Honors | The Bible and Its Intepreters
E103 | 0094 | Weitzman


10:10-11:00A   TR   EP 220

THIS IS AN AUTHORIZED CLASS
YOU MUST OBTAIN AUTHORIZATION FROM
THE HONORS COLLEGE

Topics courses open to Honors Division freshmen and sophomores only. H203
topics carry COAS Arts and Humanities credit.

This section also meets with H230 which does not carry COAS topics credit.

Despite its age, the Hebrew Bible/Old Testament remains one of the most
influential texts in our culture. It is also one of the most
controversial. How did the Bible achieve this status. How has it managed
to remain meaningful for so long and for so many? Why has the search for
the Bible's meaning generated so much controversy?
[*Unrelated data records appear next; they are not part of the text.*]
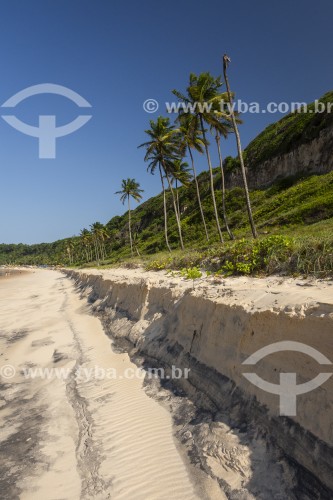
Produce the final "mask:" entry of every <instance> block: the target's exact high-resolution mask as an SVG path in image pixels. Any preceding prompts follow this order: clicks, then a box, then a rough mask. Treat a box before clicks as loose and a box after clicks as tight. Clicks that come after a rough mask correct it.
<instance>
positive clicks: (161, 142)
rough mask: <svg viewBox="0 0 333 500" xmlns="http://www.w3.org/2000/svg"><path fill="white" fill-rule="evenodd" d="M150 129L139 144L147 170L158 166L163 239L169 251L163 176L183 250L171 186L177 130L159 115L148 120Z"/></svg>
mask: <svg viewBox="0 0 333 500" xmlns="http://www.w3.org/2000/svg"><path fill="white" fill-rule="evenodd" d="M150 127H151V128H150V129H148V130H145V132H146V134H148V135H149V137H150V139H151V140H150V141H148V142H145V143H143V144H140V146H138V147H139V148H140V147H145V148H146V154H145V161H149V165H148V170H149V171H150V172H151V173H152V174H154V172H155V169H156V168H157V167H158V169H159V172H160V178H161V184H162V190H163V205H164V233H165V241H166V244H167V247H168V249H169V251H171V248H170V245H169V241H168V223H167V210H166V196H165V186H164V178H165V179H166V180H167V183H168V187H169V189H170V192H171V196H172V201H173V207H174V212H175V217H176V222H177V227H178V234H179V240H180V246H181V248H182V250H184V243H183V236H182V229H181V224H180V219H179V216H178V210H177V203H176V198H175V193H174V191H173V188H172V184H171V180H172V162H173V161H174V160H177V159H179V158H180V156H181V153H180V142H179V131H178V130H176V129H175V128H174V126H173V125H170V120H169V118H164V117H162V116H159V117H158V118H157V120H156V122H155V121H154V120H150Z"/></svg>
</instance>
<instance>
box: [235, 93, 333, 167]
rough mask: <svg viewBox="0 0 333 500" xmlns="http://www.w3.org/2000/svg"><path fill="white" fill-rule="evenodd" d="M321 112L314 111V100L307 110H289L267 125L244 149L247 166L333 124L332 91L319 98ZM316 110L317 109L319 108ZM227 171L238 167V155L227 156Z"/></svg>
mask: <svg viewBox="0 0 333 500" xmlns="http://www.w3.org/2000/svg"><path fill="white" fill-rule="evenodd" d="M318 102H319V104H318V105H317V106H319V107H320V105H321V104H322V105H324V106H323V108H322V109H323V112H317V113H316V112H315V111H316V109H315V103H311V104H309V105H307V112H306V113H304V112H301V110H302V107H300V112H296V111H295V112H293V113H289V114H288V115H286V116H284V117H283V118H282V119H281V120H279V121H278V122H276V123H272V124H271V125H269V126H268V127H267V128H266V129H265V130H264V131H263V132H261V134H259V135H258V136H257V137H256V138H255V139H254V140H253V141H252V142H250V144H249V145H248V146H247V148H246V149H245V150H244V160H245V162H246V164H247V167H248V168H249V169H252V170H253V169H254V170H255V169H256V167H257V166H258V165H260V164H261V163H263V162H264V161H266V160H269V159H270V158H274V157H275V156H280V155H283V154H286V153H289V152H290V151H292V150H293V149H295V148H296V147H298V146H300V145H301V144H306V143H307V142H310V141H312V140H313V139H315V138H317V137H318V136H319V134H320V132H321V131H322V130H323V129H325V128H327V127H330V126H332V125H333V92H328V93H327V94H325V95H324V96H323V97H321V98H320V99H319V100H318ZM318 109H319V108H318ZM225 168H226V170H228V171H230V170H233V169H237V168H239V161H238V158H231V157H228V158H227V159H226V164H225Z"/></svg>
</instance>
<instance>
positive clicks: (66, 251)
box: [66, 240, 74, 265]
mask: <svg viewBox="0 0 333 500" xmlns="http://www.w3.org/2000/svg"><path fill="white" fill-rule="evenodd" d="M66 252H67V255H68V260H69V264H70V265H72V264H73V262H74V241H73V240H68V241H67V245H66Z"/></svg>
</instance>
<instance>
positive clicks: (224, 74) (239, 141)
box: [223, 54, 258, 238]
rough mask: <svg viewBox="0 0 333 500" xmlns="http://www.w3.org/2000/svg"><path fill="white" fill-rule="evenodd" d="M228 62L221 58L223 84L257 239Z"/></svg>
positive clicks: (250, 220) (248, 200) (252, 221)
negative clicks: (229, 113) (223, 81)
mask: <svg viewBox="0 0 333 500" xmlns="http://www.w3.org/2000/svg"><path fill="white" fill-rule="evenodd" d="M230 62H231V60H230V57H228V56H227V54H224V56H223V74H224V79H225V84H226V86H227V92H228V97H229V103H230V115H231V120H232V125H233V128H234V132H235V136H236V143H237V150H238V158H239V163H240V166H241V171H242V178H243V184H244V190H245V198H246V207H247V212H248V216H249V221H250V226H251V230H252V234H253V238H257V237H258V235H257V230H256V226H255V224H254V220H253V215H252V208H251V201H250V194H249V189H248V185H247V179H246V171H245V165H244V159H243V153H242V145H241V141H240V135H239V131H238V127H237V122H236V118H235V112H234V109H233V106H232V94H231V91H230V85H229V80H228V75H227V68H228V66H229V63H230Z"/></svg>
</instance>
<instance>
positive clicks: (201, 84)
mask: <svg viewBox="0 0 333 500" xmlns="http://www.w3.org/2000/svg"><path fill="white" fill-rule="evenodd" d="M221 86H222V83H221V79H220V78H219V77H218V78H214V77H213V76H212V75H211V74H210V73H201V74H200V75H199V76H197V75H195V74H194V73H191V74H190V81H189V85H188V87H187V89H186V92H187V95H184V94H182V93H181V92H178V91H177V90H173V91H172V92H173V94H174V95H175V96H176V97H178V98H179V99H180V100H181V101H183V102H184V103H185V104H188V105H190V106H191V110H192V113H193V114H194V116H196V117H197V119H198V120H199V123H200V128H201V133H202V138H203V143H204V148H205V152H206V158H207V163H208V168H209V174H210V188H211V195H212V200H213V206H214V214H215V221H216V227H217V231H218V234H219V238H220V241H221V243H223V241H224V240H223V236H222V231H221V226H220V221H219V215H218V211H217V205H216V199H215V190H214V174H213V167H212V162H211V158H210V154H209V149H208V145H209V143H208V141H207V138H206V129H205V125H204V124H205V123H208V124H209V123H210V121H211V119H212V115H213V113H214V111H213V110H212V107H213V106H214V103H215V102H216V101H217V100H218V99H219V100H224V99H225V98H227V96H226V95H224V94H221V93H220V92H219V91H220V88H221Z"/></svg>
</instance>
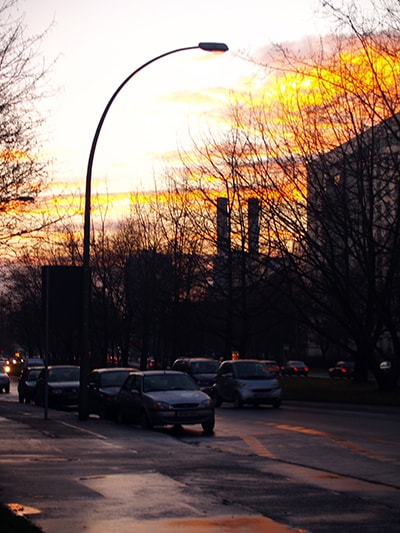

"The Bible and its Interpreters" will examine these questions by exploring
how Genesis and Exodus, the first two books of the bible, have been read
by different interpreters over the centuries--ancient readers and modern
critical scholars, Jews and Christians, fundamentalists and feminists. We
will not only read Genesis and Exodus itself; we will also look at novels,
poems, songs, film and other ways in which people have interpreted the
Bible or tried to relate it to their own lives. Our goal is not only to
learn about the Bible and its role in our culture, but also to explore the
act of interpretation itself.

"The Bible and its Interpreters" will involve several short written
assignments tied to course readings or other materials examined in class
(art, film). Some of these exercises will be analytical (explicating a
biblical episode, contextualizing an act of interpretation); some creative
(adopting the persona of a famous interpreter and reading a biblical text
from his or her perspective). There will also be a fieldwork project in
which students observe and analyze a living religious community as its
interprets the Bible.

Required Texts:

The Harper-Collins Study Bible
James Kugel, The Bible As It Was (Cambridge, 1997)
Mary Shelley, Frankenstein
John Steinbeck, East of Eden
Nora Neal Hurston, Moses, Man of the Mountain
Julian Barnes, A History of the World in 10 1/2 Chapters

Please note that this is an honors version of a TOPICS course which I have
taught before as a regular course. For the honors version of this course,
I have reinstated the fieldwork project which did not work so well in the
regular course because it was too large for this kind of exercise. I have
also eliminated exams in favor of additional writing assignments, and have
increased the complexity of the reading assignments slightly.